# Dovetail joint fit problems with Incra Jig



## dschlic1 (Jan 3, 2013)

A while back I purchased an Incra Original Jig and built a fence and set it up on my table saw/router table combination. The problem I am having is that when I adjust the router bit height using the procedure outlined in the manual and also in the reference manual once I mill the actual work pieces they fit way too tight. I am having to produce a very loose fit during the adjustment procedure, so that the finished pieces are able to fit together.

The spacing between the dovetails appears to be correct, it just looks like the bit height is not correct. As far as I can tell it looks like the bit height is not changing. However very small changes in bit height result in large changes in joint tightness. It looks like 1/64" makes a very large difference in the fit.

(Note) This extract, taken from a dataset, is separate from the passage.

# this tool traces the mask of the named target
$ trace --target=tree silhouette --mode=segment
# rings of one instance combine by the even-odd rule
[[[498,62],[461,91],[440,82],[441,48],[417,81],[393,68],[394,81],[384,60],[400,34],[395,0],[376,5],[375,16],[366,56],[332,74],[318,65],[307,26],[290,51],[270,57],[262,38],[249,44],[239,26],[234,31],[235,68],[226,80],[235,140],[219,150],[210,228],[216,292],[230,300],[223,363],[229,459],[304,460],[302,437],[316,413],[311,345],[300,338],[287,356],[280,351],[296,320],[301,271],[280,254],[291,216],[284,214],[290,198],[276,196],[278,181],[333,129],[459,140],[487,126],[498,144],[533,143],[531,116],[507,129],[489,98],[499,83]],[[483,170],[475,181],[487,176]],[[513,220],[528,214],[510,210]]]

Has anyone else had this issue, or can offer suggestions as to why I mam having this problem?


----------



## pintodeluxe (Sep 12, 2010)

Is your stock thickness exactly the same as your test pieces? When I am making dovetails I batch plane some scrap stock along with the workpieces. This helps to ensure that a nice test cut will translate into a nice project. 
Other things to check… collet is clean and tight, and the router motor is not slipping in the base. 
Good luck with it.


----------



## pintodeluxe (Sep 12, 2010)

sorry double post


----------



## dschlic1 (Jan 3, 2013)

All of the stock was thicknessed planed at the same time. So all of the stock should be with 0.01" or less. I did have a problem with the lead screw height adjustment changing, however I solved that with a brake made out of hardboard. But tanks for answering. BTW I am using Whiteside router bits.


----------



## RRBOU (Feb 15, 2012)

> The spacing between the dovetails appears to be correct, it just looks like the bit height is not correct. As far as I can tell it looks like the bit height is not changing. However very small changes in bit height result in large changes in joint tightness. *It looks like 1/64" makes a very large difference in the fit*.
> 
> Has anyone else had this issue, or can offer suggestions as to why I mam having this problem?
> 
> - dschlic1


*It looks like 1/64" makes a very large difference in the fit*.

That is exactly right. I use the incra system with a lift and an adjustment of 1-2 thousands makes a big difference.


----------



## dschlic1 (Jan 3, 2013)

It may be a learning curve issue. I cut a set of half blind dovetail joints yesterday afternoon and they fit fine. I am using the Shop Notes router lift with a 16 TPI lead screw. So 1/128" adjustment is 1/8 of a turn. I'm not sure my table is that flat!


----------